Un cabinet de curiosités bibliophiliques : de Dürer à Alechinsky
Un cabinet de curiosités bibliophiliques : de Dürer à Alechinsky
Livres et Manuscrits des XIX & XXe siècles (lots 99 à 171)
11 lettres à Jean Rambaud, 1957-1961 (23 p.). Sur son œuvre et sa vie en Vendée.
Lot Closed
June 22, 01:57 PM GMT
Estimate
4,000 - 6,000 EUR
Lot Details
Description
Livres et Manuscrits des XIX & XXe siècles (lot 99 à 171)
CHAISSAC, GASTON
11 lettres autographes signées à Jean Rambaud.
[31 octobre 1957-1er avril 1961].
INTÉRESSANTE CORRESPONDANCE ÉVOQUANT AUTANT SON TRAVAIL ARTISTIQUE QUE LES ÉVÈNEMENTS QUOTIDIENS DE SON VILLAGE VENDÉEN.
23 pages in-4 ou in-8 (de 270 x 210 à 215 x 137 mm), à l’encre bleue ou rouge et au crayon, 5 lettres sur papier quadrillé et une sur un feuillet à l’en-tête de la Librairie Gallimard ; 10 enveloppes.
Gaston Chaissac, installé à Sainte-Florence-l’Oie, s’adresse à Jean Rambaud, percepteur à Rocheservière et collaborateur occasionnel du journal local L’Éclair.
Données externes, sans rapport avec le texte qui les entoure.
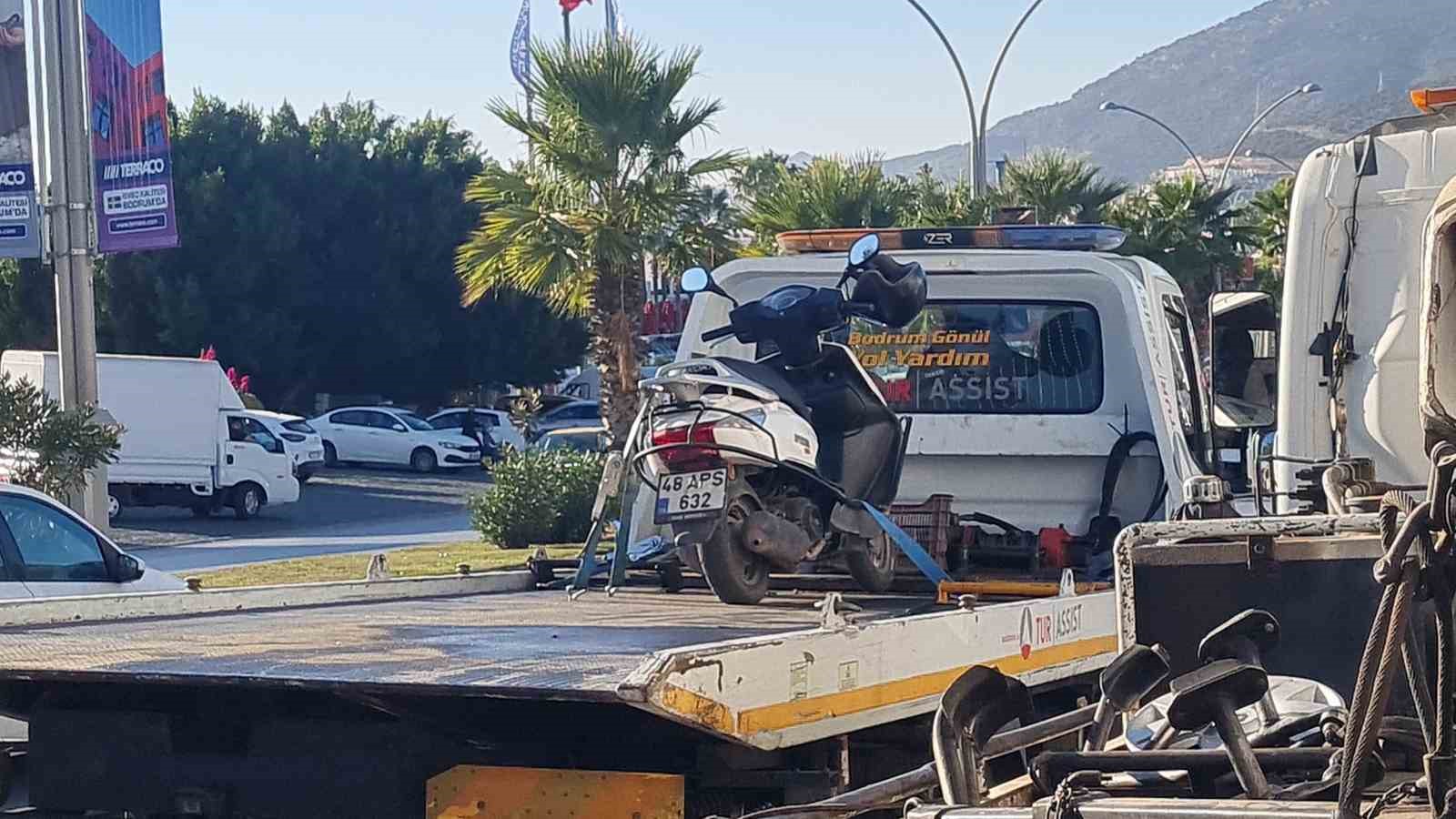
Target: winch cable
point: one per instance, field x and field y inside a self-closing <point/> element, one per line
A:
<point x="1427" y="712"/>
<point x="1339" y="339"/>
<point x="1387" y="636"/>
Ses premières lettres évoquent son parcours, son initiation à la peinture dans l’atelier d’Otto Freundlich, ses rencontres successives avec Albert Gleizes, puis André Lhote, Jean Paulhan et enfin Dubuffet "qui [l']aide pécunièrement".
"Je peins en ce moment des tableaux sur bois comme support. Le bois piqué du lit de mort de la grand-mère paternelle de ma femme […] Je fais un peu de chronique locale pour quelques amis qui aime ce genre de littérature à la ‘clochemerle’".
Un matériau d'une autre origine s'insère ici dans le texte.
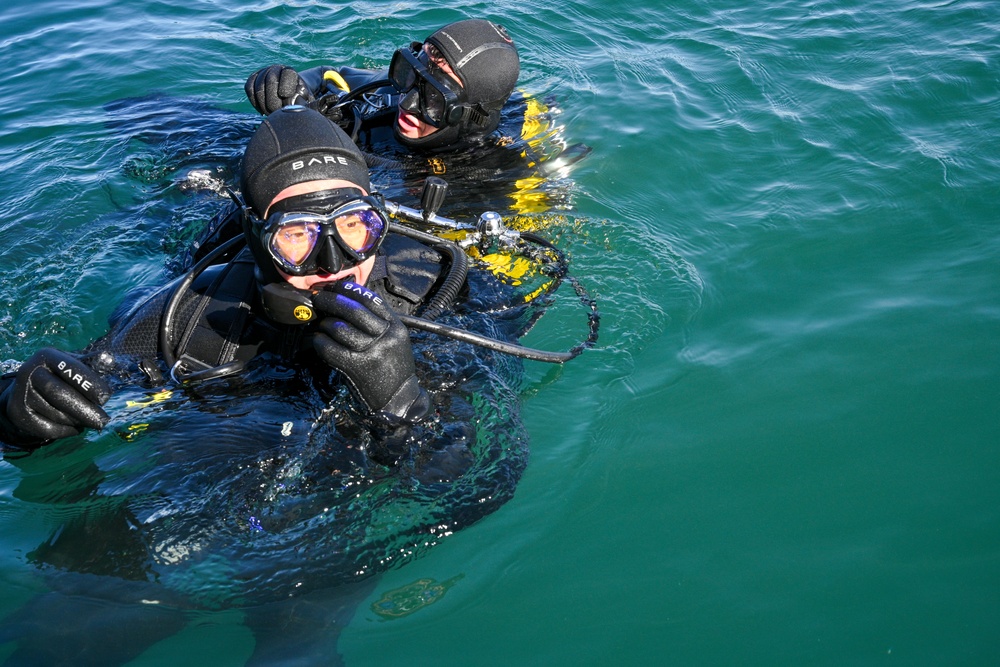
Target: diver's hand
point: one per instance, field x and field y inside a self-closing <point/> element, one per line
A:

Ayant suivi en Vendée sa femme institutrice, anarchiste et lectrice du Canard enchaîné, il décrit, sans compassion, les autres membres de sa belle-famille. Lui-même est peut-être à la veille de casser sa pipe, mais il est désireux de laisser davantage de tableaux à ses héritiers : "je peins donc et je n’ai du reste d’autre moyens pour faire acte de présence" [8 novembre 1957].
Le 12 novembre suivant, Chaissac reconnaît l’attitude dévouée et altruiste du curé de Sainte-Florence, même si beaucoup prétendent que "le clergé viole les âmes et castre les cerveaux" et que lui-même n'a rien donné pour la quête en faveur des jeunes engagés en Algérie. Et toujours, il peint "des tableaux plus grands que d’habitude et j’ai une prédilection pour les villages de la Meilleraie, ni[d] d’aiglons plutôt que d’aigles mais pourtant l’endroit le plus pittoresque de la comune [sic] de Ste Florence".
Jean Rambaud lui ayant suggéré d’exposer à Rocheservière, il estime que ce serait une perte sèche : "Picasso lui-même ne se permet du reste pas des fantaisies de ce genre", avant de parler des ravages de la grippe, de la mobilisation de certains parents contre l’école libre, d’une affaire de mœurs concernant un habitant à la mentalité de dame patronnesse mais favorable aux bals de village, affaire à propos de laquelle Chaissac évoque les poèmes "polissons" d’un disciple de Don Bosco, un certain "Dominique Silvio" [pour Savio, pseudonyme de Pierre Bettencourt] publiés dans une plaquette "par la gaine Scandale la gaine qui fait bander".
Le 7 décembre 1957, il est en train de peindre un tableau "dont le dessin est des plus barbare". La rigueur du climat lui fait souvenir de sa mère, qui plumait des volailles pour garnir de minces édredons et qui, du temps où elle servait comme bonne dans les maisons bourgeoises, subissait des moqueries en raison de son accent limousin.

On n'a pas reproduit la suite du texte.